From Donuts to "Epilectra"
Every 20 years or so, I’m diagnosed with a different autoimmune disorder. At 8, it was Hashimoto’s Disease (hypothyroidism). At 30, type 1 diabetes. At 50, I had my first tonic-clonic seizure. Seven months and two more seizures later, a neurologist officially diagnosed me with epilepsy. It started me on a roller coaster ride of medication trial and error. Over time, I had complex partial absence seizures every four to six weeks.
It was a long time before I could even say get myself to say “seizure.” I substituted “donut” since, as a type 1 diabetic, donuts were among my most taboo foods. I even found a donut icon to use in my calendar that noted when my seizures took place.
I began volunteering in the seizure monitoring unit at a local hospital, where my life and my attitude about epilepsy began to change. I found that most people I helped had two things in common. They had given up on their life’s dreams because of epilepsy, and they considered me “brave” and “heroic” for coming in to volunteer with them with epilepsy. I didn’t think I was either of these things. I was doing something I loved — volunteering.

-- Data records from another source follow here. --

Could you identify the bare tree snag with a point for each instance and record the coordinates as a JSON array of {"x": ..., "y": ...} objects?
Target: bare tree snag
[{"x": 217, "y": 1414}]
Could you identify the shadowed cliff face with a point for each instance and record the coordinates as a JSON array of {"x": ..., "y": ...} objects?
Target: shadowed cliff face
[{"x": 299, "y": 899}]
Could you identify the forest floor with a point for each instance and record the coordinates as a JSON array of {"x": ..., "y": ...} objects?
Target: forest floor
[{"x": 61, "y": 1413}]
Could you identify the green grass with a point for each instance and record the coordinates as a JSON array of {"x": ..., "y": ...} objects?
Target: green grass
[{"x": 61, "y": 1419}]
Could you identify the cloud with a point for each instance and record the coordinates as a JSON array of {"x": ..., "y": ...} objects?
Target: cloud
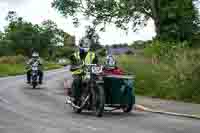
[{"x": 37, "y": 11}]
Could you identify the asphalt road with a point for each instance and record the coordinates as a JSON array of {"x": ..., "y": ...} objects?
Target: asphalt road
[{"x": 43, "y": 110}]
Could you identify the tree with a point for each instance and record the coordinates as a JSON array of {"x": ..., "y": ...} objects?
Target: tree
[{"x": 137, "y": 12}]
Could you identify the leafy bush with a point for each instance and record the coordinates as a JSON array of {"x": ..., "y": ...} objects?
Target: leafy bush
[{"x": 176, "y": 77}]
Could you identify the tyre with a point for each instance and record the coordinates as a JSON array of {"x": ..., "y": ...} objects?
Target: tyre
[
  {"x": 77, "y": 103},
  {"x": 99, "y": 100}
]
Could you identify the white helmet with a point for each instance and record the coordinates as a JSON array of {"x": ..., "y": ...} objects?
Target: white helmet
[{"x": 85, "y": 44}]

I took the necessary precautions like utilizing public transportation, wearing a medic alert bracelet, and letting people I worked with know about my epilepsy and what to do if I ever had a seizure. While there, I created a pamphlet for patients called "SEIZE," which stood for Supporting & Empowering Inpatients Zealously Everyday. In it, I listed all sorts of resources to help people live more independent lives. There was information on public transportation, service animals, online education, and more.
My husband’s job took us to New York City, and then the pandemic hit. My experiences volunteering at the hospital got me thinking that maybe people needed a real hero, living their life to its fullest while managing epilepsy. This led me to write “Epilectra,” the graphic novel series about a superhero with epilepsy who transforms her disability into a super ability. Epilectra can channel the errant electrical activity in her brain that causes her seizures through her fingertips as lightning. She also forms and leads Team SEEZ (Support & Empower Everyone Zealously), derived from the original pamphlet I created. In the novel, Team SEEZ is for superheroes with different disabilities who turn their disabilities into superpowers. The characters introduced have type 1 diabetes, autism, cerebral palsy, and endometriosis.
Being diagnosed with epilepsy was probably one of the best things that have ever happened to me because it led me to write “Epilectra,” which is my life’s calling, passion, and superpower!